À la suite de la signature de l’arrêté ministériel encadrant les activités et services numériques en RD Congo, le doctorant en droit du numérique, Honoré Mvula Kabala a dans un communiqué transmis ce mercredi 25 mars à NUMERICO.CD, estime que la volonté de réguler le secteur, bien que salutaire, repose encore sur des bases fragiles, faute d’infrastructures essentielles à la confiance numérique.
« Mais soyons clairs : réguler sans infrastructures, c’est construire sur du sable », tranche-t-il d’emblée.

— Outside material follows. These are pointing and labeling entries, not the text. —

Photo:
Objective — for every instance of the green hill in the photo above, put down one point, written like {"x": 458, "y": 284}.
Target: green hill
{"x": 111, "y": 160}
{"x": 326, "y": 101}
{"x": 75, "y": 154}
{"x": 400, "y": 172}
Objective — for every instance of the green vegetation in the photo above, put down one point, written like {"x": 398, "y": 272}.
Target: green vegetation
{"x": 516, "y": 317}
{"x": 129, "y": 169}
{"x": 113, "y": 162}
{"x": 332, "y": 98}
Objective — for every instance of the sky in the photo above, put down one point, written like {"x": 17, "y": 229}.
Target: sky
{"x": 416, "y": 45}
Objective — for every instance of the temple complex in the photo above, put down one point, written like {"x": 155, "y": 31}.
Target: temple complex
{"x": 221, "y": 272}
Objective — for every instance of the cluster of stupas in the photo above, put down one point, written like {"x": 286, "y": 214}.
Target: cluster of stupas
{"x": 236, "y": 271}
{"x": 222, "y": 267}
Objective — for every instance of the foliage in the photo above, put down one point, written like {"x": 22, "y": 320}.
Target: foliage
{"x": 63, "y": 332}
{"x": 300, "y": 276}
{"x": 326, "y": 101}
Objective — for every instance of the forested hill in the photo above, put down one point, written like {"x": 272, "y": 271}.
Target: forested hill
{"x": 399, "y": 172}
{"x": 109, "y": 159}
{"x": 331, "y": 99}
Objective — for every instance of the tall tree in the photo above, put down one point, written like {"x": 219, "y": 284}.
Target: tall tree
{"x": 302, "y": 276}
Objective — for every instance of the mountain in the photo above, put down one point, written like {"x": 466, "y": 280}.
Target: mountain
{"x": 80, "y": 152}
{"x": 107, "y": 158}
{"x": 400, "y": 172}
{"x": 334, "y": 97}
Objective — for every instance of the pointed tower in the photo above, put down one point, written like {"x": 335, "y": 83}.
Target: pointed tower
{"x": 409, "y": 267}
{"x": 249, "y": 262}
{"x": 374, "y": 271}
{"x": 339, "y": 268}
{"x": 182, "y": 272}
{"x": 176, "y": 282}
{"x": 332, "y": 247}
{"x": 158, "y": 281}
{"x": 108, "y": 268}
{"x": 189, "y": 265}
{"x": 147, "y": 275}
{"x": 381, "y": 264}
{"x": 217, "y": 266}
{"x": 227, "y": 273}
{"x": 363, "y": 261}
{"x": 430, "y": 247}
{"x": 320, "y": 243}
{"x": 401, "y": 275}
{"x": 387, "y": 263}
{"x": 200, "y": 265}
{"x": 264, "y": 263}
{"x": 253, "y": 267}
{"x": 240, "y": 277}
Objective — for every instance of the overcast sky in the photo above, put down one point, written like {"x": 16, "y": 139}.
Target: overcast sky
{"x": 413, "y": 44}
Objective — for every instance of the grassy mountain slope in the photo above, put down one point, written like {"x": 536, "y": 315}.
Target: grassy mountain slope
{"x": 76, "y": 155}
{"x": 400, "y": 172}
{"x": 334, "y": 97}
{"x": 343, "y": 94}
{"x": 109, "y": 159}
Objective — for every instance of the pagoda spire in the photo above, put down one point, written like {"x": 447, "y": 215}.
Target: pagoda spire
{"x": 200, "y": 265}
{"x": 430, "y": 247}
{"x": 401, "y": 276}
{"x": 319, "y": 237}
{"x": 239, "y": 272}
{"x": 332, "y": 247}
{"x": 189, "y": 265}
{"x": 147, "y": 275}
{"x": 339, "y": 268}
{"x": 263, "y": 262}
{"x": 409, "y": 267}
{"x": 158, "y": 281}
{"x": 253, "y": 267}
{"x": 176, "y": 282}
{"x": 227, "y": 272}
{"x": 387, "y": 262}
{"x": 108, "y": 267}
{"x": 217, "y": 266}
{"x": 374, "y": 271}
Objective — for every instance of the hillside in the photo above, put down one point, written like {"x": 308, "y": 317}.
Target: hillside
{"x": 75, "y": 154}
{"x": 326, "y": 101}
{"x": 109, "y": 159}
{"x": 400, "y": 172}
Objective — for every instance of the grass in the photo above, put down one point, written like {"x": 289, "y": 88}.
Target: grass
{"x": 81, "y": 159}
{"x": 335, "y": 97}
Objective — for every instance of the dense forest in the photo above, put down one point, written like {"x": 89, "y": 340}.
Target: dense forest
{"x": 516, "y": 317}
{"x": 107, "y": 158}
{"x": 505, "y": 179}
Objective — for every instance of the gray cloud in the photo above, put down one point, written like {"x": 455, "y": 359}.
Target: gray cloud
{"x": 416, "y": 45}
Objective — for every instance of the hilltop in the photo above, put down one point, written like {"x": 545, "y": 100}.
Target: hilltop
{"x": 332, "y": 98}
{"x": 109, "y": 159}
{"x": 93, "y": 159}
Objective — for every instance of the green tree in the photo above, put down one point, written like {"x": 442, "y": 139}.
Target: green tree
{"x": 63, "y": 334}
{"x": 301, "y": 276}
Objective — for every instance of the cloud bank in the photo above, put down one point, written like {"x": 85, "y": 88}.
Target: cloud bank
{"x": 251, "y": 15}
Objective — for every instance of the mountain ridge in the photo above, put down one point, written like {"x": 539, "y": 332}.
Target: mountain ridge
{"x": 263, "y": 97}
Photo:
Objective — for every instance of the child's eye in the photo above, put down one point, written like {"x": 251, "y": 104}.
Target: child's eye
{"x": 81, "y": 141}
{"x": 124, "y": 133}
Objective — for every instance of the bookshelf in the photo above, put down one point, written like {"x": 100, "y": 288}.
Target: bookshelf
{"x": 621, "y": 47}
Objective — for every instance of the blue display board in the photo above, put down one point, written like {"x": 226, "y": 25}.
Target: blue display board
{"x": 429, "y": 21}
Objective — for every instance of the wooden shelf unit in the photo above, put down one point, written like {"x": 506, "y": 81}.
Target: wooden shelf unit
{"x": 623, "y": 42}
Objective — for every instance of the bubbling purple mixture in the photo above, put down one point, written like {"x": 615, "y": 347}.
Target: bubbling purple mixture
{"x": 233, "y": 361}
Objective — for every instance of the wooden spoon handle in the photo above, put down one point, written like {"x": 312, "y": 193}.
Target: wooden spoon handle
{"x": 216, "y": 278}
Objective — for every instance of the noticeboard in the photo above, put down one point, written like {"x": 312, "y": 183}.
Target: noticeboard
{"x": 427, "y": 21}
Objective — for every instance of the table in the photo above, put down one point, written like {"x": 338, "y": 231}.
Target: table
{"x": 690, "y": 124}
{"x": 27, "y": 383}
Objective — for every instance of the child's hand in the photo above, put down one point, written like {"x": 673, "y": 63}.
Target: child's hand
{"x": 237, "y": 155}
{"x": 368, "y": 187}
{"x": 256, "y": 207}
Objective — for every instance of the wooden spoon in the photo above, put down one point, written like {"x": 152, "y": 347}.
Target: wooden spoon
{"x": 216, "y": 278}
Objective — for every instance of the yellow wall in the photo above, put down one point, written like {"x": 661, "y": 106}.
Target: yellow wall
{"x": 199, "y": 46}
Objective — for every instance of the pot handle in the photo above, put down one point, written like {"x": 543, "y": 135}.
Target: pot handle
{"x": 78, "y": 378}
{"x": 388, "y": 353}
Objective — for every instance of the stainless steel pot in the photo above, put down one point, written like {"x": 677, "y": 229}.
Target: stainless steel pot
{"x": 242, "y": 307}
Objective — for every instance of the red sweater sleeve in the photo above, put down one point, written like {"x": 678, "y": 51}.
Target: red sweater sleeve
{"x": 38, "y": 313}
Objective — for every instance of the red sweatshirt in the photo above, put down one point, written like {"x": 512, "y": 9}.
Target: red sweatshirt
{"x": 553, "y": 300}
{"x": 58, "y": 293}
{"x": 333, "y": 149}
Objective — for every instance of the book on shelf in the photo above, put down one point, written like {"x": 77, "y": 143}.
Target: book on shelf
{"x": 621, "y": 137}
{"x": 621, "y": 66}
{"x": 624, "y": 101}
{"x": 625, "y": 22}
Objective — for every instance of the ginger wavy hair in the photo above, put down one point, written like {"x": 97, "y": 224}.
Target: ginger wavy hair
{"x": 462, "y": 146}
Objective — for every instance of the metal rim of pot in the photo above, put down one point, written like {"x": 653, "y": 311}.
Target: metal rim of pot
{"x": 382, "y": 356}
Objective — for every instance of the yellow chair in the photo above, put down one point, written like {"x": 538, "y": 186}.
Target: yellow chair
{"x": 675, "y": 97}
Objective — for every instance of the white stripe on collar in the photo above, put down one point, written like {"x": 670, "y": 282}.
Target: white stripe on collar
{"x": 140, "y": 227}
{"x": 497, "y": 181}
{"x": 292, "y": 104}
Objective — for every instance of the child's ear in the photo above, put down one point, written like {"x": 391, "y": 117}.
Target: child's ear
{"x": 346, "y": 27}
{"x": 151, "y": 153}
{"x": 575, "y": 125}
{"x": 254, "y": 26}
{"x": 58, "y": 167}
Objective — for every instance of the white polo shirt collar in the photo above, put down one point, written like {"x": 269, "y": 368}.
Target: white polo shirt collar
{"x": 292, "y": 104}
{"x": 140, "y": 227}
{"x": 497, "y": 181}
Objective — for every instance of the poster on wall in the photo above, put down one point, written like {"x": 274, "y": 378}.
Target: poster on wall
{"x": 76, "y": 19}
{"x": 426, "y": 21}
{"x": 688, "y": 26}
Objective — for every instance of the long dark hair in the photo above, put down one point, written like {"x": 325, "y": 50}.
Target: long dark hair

Pour lui, la réforme engagée par le ministère de l’Économie Numérique, dirigé par Augustin Kibassa Maliba, ne peut produire ses effets sans la mise en place d’un socle technique solide, notamment en matière de preuve électronique.
Au cœur de ses préoccupations : l’absence de mécanismes fiables permettant de garantir l’authenticité, l’intégrité et la traçabilité des actes numériques.
« On ne peut pas prétendre organiser l’économie numérique sans garantir un élément central : la preuve électronique », insiste-t-il.
Avant d’interroger : « Où sont les infrastructures de certification électronique ? Où sont les autorités de certification fiables et opérationnelles ? »
Le Ministre de l’Economie Numérique a signé un arrêté fixant les conditions et modalités de déclaration des activités numériques. Pris en application de l’ordonnance-loi n°23/010 du 13 mars 2023 portant Code du numérique, ce texte vise à structurer un secteur en pleine expansion, en instaurant un régime de déclaration assorti de certificats d’agrément délivrés par l’Autorité de Régulation de la Poste et des Télécommunications du Congo (ARPTC).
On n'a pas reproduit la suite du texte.